I would like to ask if Sjogren's syndrome is known for intense constant pain. I know it causes joint pain, but I have not been able to get any relief from joint and muscle pain for the last week. I am also experiencing hair loss, and a dry facial rash that looks like hives. Is this common for Sjogren's?
What kinds of medication are you on? Those "symptoms" sound like the side effects of Prednisone, other than the facial rash.
I have AIH with Primary Biliary Cirrohsis Overlap Syndrome. Was dx in aug and put on 40mg/ of Prednisone. Have been gradually reduced to now taking 20mg and waiting for the test results to see if I can take Azathioprine/Imuran to help reduce the Prednisone even further. I am also on Ursodial, 900mg/da.
Have you been diagnosed with Sjogren's and if so how long ago?? Have you "googled" Sjogren's to see what is said about it? I have found that Mayo is a good place to look for answers.
Good luck and research, research, research.
I have Sjogren's and rashes are very common. My hair has thinned on top and my scalp often appears to have thick dandruff. They tell me this is just something else to live with when you have Sjogren's along with the dry eyes and mouth, fatigue, stiffness, and fibromyalgia. I use a scalp oil (Sulpher 8) and minoxodil. The combiniation helps me a bit. The good news is that between flares, my hair thickens and I have a better sense of well being. I find that stress definitely causes my flares so I try to keep the level down when I can. Hope this helps you. Best wishes.
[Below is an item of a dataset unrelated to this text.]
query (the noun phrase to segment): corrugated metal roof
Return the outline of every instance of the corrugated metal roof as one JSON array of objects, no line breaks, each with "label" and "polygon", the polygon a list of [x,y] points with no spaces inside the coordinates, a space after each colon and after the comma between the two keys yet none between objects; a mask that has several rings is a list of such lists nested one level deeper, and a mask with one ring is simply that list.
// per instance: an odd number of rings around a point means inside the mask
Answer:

I have found an article that ties autoimmune disorders to the shear volume of chemicals we are exposed to in just for example the cleaning products we use in our household.
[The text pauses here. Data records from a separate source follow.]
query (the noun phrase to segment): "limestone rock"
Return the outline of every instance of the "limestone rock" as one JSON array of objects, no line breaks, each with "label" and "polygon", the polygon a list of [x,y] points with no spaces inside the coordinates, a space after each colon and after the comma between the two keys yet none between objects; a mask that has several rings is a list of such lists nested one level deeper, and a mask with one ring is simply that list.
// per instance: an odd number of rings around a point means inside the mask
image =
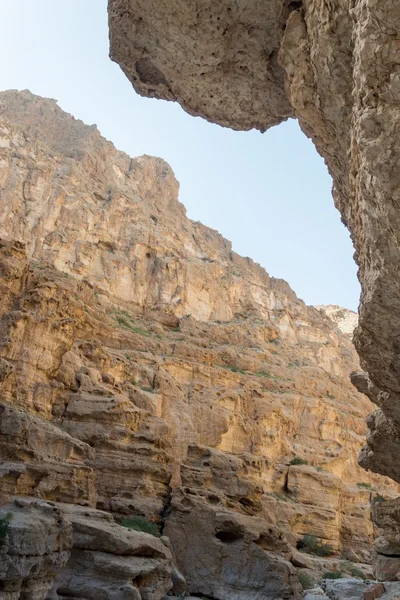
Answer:
[{"label": "limestone rock", "polygon": [[318,310],[325,313],[339,327],[340,331],[350,338],[358,324],[358,315],[352,310],[342,308],[336,304],[328,304],[326,306],[316,306]]},{"label": "limestone rock", "polygon": [[301,598],[289,547],[263,519],[213,506],[196,495],[176,495],[166,533],[191,593]]},{"label": "limestone rock", "polygon": [[[85,597],[172,585],[167,559],[140,559],[140,579],[130,537],[93,526],[92,508],[165,527],[188,593],[207,594],[179,552],[185,503],[243,533],[223,542],[205,524],[198,541],[220,595],[233,578],[243,595],[296,596],[300,560],[367,562],[372,488],[397,488],[357,465],[373,405],[348,381],[348,337],[187,219],[166,163],[130,159],[54,101],[1,100],[0,492],[87,511],[59,595],[65,578]],[[299,557],[306,534],[334,555]]]},{"label": "limestone rock", "polygon": [[359,265],[355,344],[386,419],[362,464],[400,481],[398,436],[375,443],[399,431],[399,3],[109,0],[109,25],[111,57],[140,94],[235,129],[293,114],[324,157]]},{"label": "limestone rock", "polygon": [[172,588],[170,550],[153,535],[117,525],[107,514],[63,505],[73,549],[48,600],[160,600]]},{"label": "limestone rock", "polygon": [[12,502],[2,507],[10,522],[0,548],[0,597],[43,600],[72,547],[71,524],[55,506]]}]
for example clothing detergents have: formaldehides (used to preserve corpses). phosphorus, soda ash (innert filler waste of the steel making process) causes sking conditions. The EPA and the FDA do not side on the consummer they side on Procter and Gamble and the Like.
See for yourself.
A Clear Link:
Researchers are uncovering a definite link between environmental pollutants and a growing number of autoimmune diseases. Disorders like lupus, multiple sclerosis (MS) and Type I diabetes are on the rise, says Glinda Cooper, an epidemiologist with the National Institute of Environmental Health Sciences (NIEHS). "It's very likely that environmental factors play a role in the development of these diseases," Cooper says.